恋愛放棄~洋菓子売場の恋模様~
「別に、遠ざけようとしてたわけじゃなくてさ。三輪さんの気持ちはなんとなく解ってたけど応えられないから、距離を置いてただけなんだよ。せっかく、飲み仲間になれたのに、気不味いのは嫌だったからさ」
その後は私はとりあえず謝ったことで自己完結して満足だったので
笹倉と話をしている三輪さんから離れて、恵美の傍に寄った。
笹倉が三輪さんを宥めて綺麗に収めようとしているのを見て
「昨日も話したんだけどね…瑛人君、絶対確信犯だから。
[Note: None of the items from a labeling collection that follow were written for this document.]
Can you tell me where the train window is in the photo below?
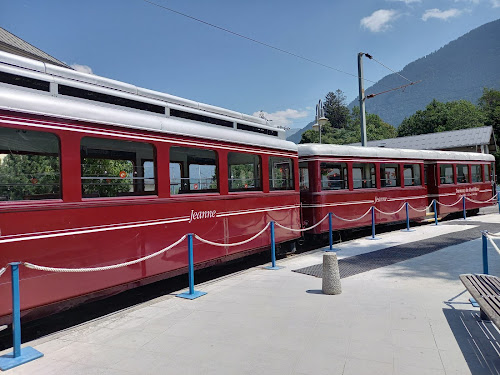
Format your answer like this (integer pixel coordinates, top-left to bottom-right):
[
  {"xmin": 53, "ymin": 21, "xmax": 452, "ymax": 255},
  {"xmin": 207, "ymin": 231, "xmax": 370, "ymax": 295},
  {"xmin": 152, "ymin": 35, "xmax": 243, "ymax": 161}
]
[
  {"xmin": 457, "ymin": 164, "xmax": 469, "ymax": 184},
  {"xmin": 484, "ymin": 164, "xmax": 491, "ymax": 181},
  {"xmin": 320, "ymin": 163, "xmax": 349, "ymax": 190},
  {"xmin": 380, "ymin": 164, "xmax": 401, "ymax": 187},
  {"xmin": 80, "ymin": 137, "xmax": 156, "ymax": 198},
  {"xmin": 299, "ymin": 163, "xmax": 309, "ymax": 191},
  {"xmin": 352, "ymin": 163, "xmax": 377, "ymax": 189},
  {"xmin": 470, "ymin": 165, "xmax": 483, "ymax": 182},
  {"xmin": 439, "ymin": 164, "xmax": 454, "ymax": 185},
  {"xmin": 404, "ymin": 164, "xmax": 422, "ymax": 186},
  {"xmin": 170, "ymin": 147, "xmax": 219, "ymax": 194},
  {"xmin": 269, "ymin": 156, "xmax": 294, "ymax": 190},
  {"xmin": 227, "ymin": 152, "xmax": 261, "ymax": 191},
  {"xmin": 0, "ymin": 128, "xmax": 61, "ymax": 201}
]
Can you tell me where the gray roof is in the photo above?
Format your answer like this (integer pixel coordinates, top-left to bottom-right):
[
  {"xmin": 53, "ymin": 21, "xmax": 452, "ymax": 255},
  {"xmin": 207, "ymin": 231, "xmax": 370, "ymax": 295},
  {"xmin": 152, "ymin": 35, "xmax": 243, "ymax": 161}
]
[
  {"xmin": 298, "ymin": 143, "xmax": 495, "ymax": 161},
  {"xmin": 351, "ymin": 126, "xmax": 496, "ymax": 150},
  {"xmin": 0, "ymin": 27, "xmax": 71, "ymax": 69}
]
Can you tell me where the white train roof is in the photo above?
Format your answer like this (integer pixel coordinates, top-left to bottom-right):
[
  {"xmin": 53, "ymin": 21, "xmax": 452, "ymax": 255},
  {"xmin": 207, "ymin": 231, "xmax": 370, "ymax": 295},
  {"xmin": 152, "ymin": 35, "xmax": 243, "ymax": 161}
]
[
  {"xmin": 0, "ymin": 85, "xmax": 297, "ymax": 152},
  {"xmin": 298, "ymin": 143, "xmax": 495, "ymax": 161},
  {"xmin": 0, "ymin": 51, "xmax": 297, "ymax": 152}
]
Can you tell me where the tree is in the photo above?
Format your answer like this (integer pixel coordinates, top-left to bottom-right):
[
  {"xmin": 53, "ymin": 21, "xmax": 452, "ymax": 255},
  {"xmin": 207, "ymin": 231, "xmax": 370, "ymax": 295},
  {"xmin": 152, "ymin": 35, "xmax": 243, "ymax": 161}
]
[
  {"xmin": 300, "ymin": 107, "xmax": 397, "ymax": 145},
  {"xmin": 398, "ymin": 99, "xmax": 485, "ymax": 137},
  {"xmin": 323, "ymin": 90, "xmax": 349, "ymax": 129},
  {"xmin": 349, "ymin": 107, "xmax": 398, "ymax": 143},
  {"xmin": 478, "ymin": 87, "xmax": 500, "ymax": 139},
  {"xmin": 82, "ymin": 158, "xmax": 134, "ymax": 197},
  {"xmin": 0, "ymin": 154, "xmax": 60, "ymax": 200}
]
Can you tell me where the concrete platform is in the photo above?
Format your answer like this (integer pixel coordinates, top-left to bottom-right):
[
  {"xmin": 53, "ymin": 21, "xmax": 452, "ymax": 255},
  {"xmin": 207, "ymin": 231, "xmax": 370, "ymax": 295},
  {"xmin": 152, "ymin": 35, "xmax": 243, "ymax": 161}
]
[{"xmin": 0, "ymin": 214, "xmax": 500, "ymax": 375}]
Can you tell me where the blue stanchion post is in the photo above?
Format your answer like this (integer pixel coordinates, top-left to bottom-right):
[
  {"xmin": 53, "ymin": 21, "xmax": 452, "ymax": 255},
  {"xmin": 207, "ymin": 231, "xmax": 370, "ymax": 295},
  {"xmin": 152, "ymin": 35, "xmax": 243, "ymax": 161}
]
[
  {"xmin": 265, "ymin": 221, "xmax": 283, "ymax": 270},
  {"xmin": 402, "ymin": 202, "xmax": 415, "ymax": 232},
  {"xmin": 481, "ymin": 230, "xmax": 488, "ymax": 275},
  {"xmin": 328, "ymin": 212, "xmax": 333, "ymax": 251},
  {"xmin": 325, "ymin": 212, "xmax": 340, "ymax": 251},
  {"xmin": 432, "ymin": 199, "xmax": 439, "ymax": 225},
  {"xmin": 0, "ymin": 262, "xmax": 43, "ymax": 371},
  {"xmin": 177, "ymin": 233, "xmax": 207, "ymax": 299},
  {"xmin": 367, "ymin": 206, "xmax": 380, "ymax": 240}
]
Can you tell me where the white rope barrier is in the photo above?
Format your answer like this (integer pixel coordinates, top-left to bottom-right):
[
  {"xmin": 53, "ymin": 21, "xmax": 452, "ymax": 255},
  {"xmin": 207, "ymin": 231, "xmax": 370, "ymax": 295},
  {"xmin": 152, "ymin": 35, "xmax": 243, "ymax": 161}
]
[
  {"xmin": 408, "ymin": 199, "xmax": 437, "ymax": 212},
  {"xmin": 486, "ymin": 233, "xmax": 500, "ymax": 254},
  {"xmin": 274, "ymin": 215, "xmax": 328, "ymax": 232},
  {"xmin": 436, "ymin": 197, "xmax": 462, "ymax": 207},
  {"xmin": 23, "ymin": 235, "xmax": 187, "ymax": 272},
  {"xmin": 373, "ymin": 203, "xmax": 405, "ymax": 215},
  {"xmin": 332, "ymin": 207, "xmax": 372, "ymax": 222},
  {"xmin": 465, "ymin": 194, "xmax": 497, "ymax": 204},
  {"xmin": 194, "ymin": 223, "xmax": 270, "ymax": 247}
]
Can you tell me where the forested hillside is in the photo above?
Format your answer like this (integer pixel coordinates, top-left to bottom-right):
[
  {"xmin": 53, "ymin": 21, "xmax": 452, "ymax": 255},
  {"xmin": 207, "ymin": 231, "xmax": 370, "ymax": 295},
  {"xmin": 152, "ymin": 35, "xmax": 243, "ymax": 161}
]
[{"xmin": 349, "ymin": 20, "xmax": 500, "ymax": 127}]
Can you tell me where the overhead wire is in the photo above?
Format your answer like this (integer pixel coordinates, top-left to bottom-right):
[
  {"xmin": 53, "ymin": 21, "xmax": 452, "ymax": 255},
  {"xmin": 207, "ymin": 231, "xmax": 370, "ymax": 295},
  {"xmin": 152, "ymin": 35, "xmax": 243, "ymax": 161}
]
[
  {"xmin": 142, "ymin": 0, "xmax": 376, "ymax": 83},
  {"xmin": 365, "ymin": 53, "xmax": 413, "ymax": 82}
]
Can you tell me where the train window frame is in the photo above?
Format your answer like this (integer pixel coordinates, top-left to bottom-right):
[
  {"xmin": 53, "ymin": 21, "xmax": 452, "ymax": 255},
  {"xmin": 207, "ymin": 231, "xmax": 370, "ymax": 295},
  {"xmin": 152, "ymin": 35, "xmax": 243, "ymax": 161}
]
[
  {"xmin": 269, "ymin": 156, "xmax": 295, "ymax": 191},
  {"xmin": 379, "ymin": 163, "xmax": 401, "ymax": 189},
  {"xmin": 169, "ymin": 146, "xmax": 220, "ymax": 197},
  {"xmin": 299, "ymin": 162, "xmax": 311, "ymax": 192},
  {"xmin": 439, "ymin": 163, "xmax": 456, "ymax": 185},
  {"xmin": 351, "ymin": 162, "xmax": 377, "ymax": 190},
  {"xmin": 403, "ymin": 163, "xmax": 422, "ymax": 187},
  {"xmin": 0, "ymin": 127, "xmax": 63, "ymax": 203},
  {"xmin": 455, "ymin": 164, "xmax": 470, "ymax": 184},
  {"xmin": 470, "ymin": 164, "xmax": 483, "ymax": 183},
  {"xmin": 80, "ymin": 136, "xmax": 158, "ymax": 199},
  {"xmin": 319, "ymin": 162, "xmax": 349, "ymax": 191},
  {"xmin": 227, "ymin": 152, "xmax": 263, "ymax": 193}
]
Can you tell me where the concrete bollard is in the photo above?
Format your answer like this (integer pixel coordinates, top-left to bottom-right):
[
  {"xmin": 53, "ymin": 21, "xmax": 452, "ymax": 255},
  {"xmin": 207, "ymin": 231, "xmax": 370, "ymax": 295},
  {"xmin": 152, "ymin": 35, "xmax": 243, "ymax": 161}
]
[{"xmin": 322, "ymin": 252, "xmax": 342, "ymax": 294}]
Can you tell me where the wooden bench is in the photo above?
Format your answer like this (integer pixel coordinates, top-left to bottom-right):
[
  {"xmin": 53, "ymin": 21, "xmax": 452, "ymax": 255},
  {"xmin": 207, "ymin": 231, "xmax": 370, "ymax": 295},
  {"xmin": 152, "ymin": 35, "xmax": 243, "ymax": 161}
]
[{"xmin": 460, "ymin": 274, "xmax": 500, "ymax": 328}]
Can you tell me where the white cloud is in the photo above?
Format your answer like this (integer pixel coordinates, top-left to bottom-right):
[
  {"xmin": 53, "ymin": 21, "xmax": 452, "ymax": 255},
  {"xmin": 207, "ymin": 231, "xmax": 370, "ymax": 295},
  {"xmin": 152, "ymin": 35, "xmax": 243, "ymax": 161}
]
[
  {"xmin": 422, "ymin": 8, "xmax": 463, "ymax": 21},
  {"xmin": 390, "ymin": 0, "xmax": 422, "ymax": 5},
  {"xmin": 253, "ymin": 109, "xmax": 308, "ymax": 126},
  {"xmin": 360, "ymin": 9, "xmax": 399, "ymax": 33},
  {"xmin": 70, "ymin": 64, "xmax": 94, "ymax": 74}
]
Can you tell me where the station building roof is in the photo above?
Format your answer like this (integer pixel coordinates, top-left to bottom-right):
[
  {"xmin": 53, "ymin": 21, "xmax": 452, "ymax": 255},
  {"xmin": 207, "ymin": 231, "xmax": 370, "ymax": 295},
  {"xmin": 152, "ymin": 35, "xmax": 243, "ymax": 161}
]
[{"xmin": 0, "ymin": 27, "xmax": 72, "ymax": 69}]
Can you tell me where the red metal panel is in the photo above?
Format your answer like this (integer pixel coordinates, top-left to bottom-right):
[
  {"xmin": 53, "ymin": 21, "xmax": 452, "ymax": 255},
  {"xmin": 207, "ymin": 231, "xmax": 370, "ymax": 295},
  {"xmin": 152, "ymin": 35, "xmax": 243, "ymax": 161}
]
[{"xmin": 0, "ymin": 113, "xmax": 300, "ymax": 319}]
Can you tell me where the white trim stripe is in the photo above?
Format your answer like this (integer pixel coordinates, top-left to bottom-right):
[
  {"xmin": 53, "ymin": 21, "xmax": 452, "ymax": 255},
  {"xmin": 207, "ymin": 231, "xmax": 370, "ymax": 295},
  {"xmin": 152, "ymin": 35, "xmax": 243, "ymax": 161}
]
[
  {"xmin": 0, "ymin": 116, "xmax": 298, "ymax": 158},
  {"xmin": 0, "ymin": 205, "xmax": 300, "ymax": 244}
]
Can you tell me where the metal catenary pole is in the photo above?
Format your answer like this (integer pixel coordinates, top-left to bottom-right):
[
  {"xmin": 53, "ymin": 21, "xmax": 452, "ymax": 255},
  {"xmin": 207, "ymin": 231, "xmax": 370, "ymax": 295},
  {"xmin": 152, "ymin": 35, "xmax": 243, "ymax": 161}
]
[{"xmin": 358, "ymin": 52, "xmax": 367, "ymax": 146}]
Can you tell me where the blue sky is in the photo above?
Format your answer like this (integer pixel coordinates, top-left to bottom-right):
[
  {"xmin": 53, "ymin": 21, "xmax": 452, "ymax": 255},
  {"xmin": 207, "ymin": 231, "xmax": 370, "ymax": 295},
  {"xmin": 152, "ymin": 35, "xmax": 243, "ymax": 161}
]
[{"xmin": 0, "ymin": 0, "xmax": 500, "ymax": 128}]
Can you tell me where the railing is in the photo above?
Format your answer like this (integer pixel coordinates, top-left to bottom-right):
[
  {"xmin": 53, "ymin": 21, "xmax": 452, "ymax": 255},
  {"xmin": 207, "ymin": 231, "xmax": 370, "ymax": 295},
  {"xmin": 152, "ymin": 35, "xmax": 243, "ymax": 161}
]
[{"xmin": 0, "ymin": 193, "xmax": 500, "ymax": 370}]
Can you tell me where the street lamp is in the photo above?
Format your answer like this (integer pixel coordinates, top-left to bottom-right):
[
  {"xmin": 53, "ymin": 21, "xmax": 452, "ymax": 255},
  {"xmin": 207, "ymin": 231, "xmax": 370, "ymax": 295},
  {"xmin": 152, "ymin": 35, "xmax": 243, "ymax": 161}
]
[{"xmin": 313, "ymin": 99, "xmax": 328, "ymax": 143}]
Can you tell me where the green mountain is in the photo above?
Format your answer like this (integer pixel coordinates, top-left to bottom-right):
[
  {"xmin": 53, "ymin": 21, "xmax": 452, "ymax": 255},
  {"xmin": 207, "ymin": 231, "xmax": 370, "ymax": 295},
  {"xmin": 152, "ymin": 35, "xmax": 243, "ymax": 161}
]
[{"xmin": 349, "ymin": 20, "xmax": 500, "ymax": 127}]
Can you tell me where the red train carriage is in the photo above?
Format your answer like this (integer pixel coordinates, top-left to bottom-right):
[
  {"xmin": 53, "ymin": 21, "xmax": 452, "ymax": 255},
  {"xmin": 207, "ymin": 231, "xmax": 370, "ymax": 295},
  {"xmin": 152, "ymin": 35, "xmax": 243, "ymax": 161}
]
[
  {"xmin": 0, "ymin": 53, "xmax": 300, "ymax": 324},
  {"xmin": 299, "ymin": 144, "xmax": 494, "ymax": 234},
  {"xmin": 299, "ymin": 144, "xmax": 427, "ymax": 234},
  {"xmin": 426, "ymin": 152, "xmax": 496, "ymax": 216}
]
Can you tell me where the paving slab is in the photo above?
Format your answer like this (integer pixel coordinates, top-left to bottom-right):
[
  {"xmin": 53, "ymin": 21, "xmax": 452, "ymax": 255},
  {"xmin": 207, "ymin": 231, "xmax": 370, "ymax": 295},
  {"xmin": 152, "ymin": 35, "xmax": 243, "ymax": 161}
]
[{"xmin": 0, "ymin": 214, "xmax": 500, "ymax": 375}]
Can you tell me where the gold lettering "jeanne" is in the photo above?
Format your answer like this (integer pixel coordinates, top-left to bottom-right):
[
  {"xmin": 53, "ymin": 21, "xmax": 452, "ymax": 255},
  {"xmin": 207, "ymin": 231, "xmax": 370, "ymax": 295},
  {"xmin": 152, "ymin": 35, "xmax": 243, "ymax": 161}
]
[{"xmin": 189, "ymin": 210, "xmax": 217, "ymax": 222}]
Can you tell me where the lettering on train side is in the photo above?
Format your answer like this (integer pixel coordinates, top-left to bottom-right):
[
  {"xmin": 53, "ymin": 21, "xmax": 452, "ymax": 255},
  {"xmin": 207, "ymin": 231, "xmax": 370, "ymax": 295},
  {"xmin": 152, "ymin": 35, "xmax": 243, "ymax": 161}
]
[
  {"xmin": 455, "ymin": 187, "xmax": 479, "ymax": 197},
  {"xmin": 189, "ymin": 210, "xmax": 217, "ymax": 222}
]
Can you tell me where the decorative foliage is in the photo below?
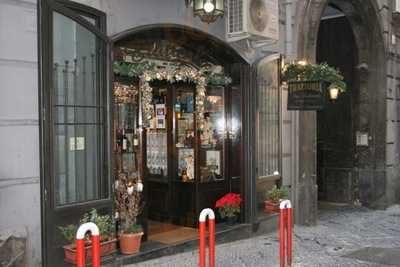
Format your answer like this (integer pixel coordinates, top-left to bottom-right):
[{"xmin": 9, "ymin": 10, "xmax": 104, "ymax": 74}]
[
  {"xmin": 113, "ymin": 61, "xmax": 156, "ymax": 77},
  {"xmin": 58, "ymin": 209, "xmax": 115, "ymax": 243},
  {"xmin": 115, "ymin": 172, "xmax": 144, "ymax": 233},
  {"xmin": 114, "ymin": 61, "xmax": 232, "ymax": 130},
  {"xmin": 114, "ymin": 82, "xmax": 138, "ymax": 104},
  {"xmin": 140, "ymin": 67, "xmax": 206, "ymax": 129},
  {"xmin": 282, "ymin": 63, "xmax": 346, "ymax": 92},
  {"xmin": 267, "ymin": 185, "xmax": 289, "ymax": 203},
  {"xmin": 215, "ymin": 193, "xmax": 242, "ymax": 218}
]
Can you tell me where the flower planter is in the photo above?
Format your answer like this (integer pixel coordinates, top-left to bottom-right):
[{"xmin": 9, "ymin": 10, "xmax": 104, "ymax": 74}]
[
  {"xmin": 264, "ymin": 200, "xmax": 279, "ymax": 213},
  {"xmin": 119, "ymin": 233, "xmax": 143, "ymax": 255},
  {"xmin": 226, "ymin": 215, "xmax": 238, "ymax": 226},
  {"xmin": 63, "ymin": 239, "xmax": 117, "ymax": 264}
]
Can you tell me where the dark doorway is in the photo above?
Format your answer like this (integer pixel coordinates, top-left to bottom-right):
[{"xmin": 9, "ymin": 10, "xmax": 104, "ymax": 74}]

ああいうとこはやっぱり好きじゃない」
と、恵美が苦虫を噛み潰したような顔で言う。
「なんかいやらしさが、垣間見える気がしない?」
眉尻を下げて、私は笑った。
「まぁ、他にどうしようもないじゃない?こんくらいのことで、店に居づらくなっても可哀想だし」
「二人付き合ってることにしとけば良かったんじゃないの?あんな噂流れてるとこに今度は二人はセフレでしたなんてことになったら、肯定するようなもんじゃない」
「三輪さんも、もう誰にも言わないでしょ、きっと」
ホンの少し、魔が差したとか。
正気じゃなかった。
それだけのことだと思う。
「それより、恵美さ」
随分と様変わりした、久しぶりに話す友人を見た。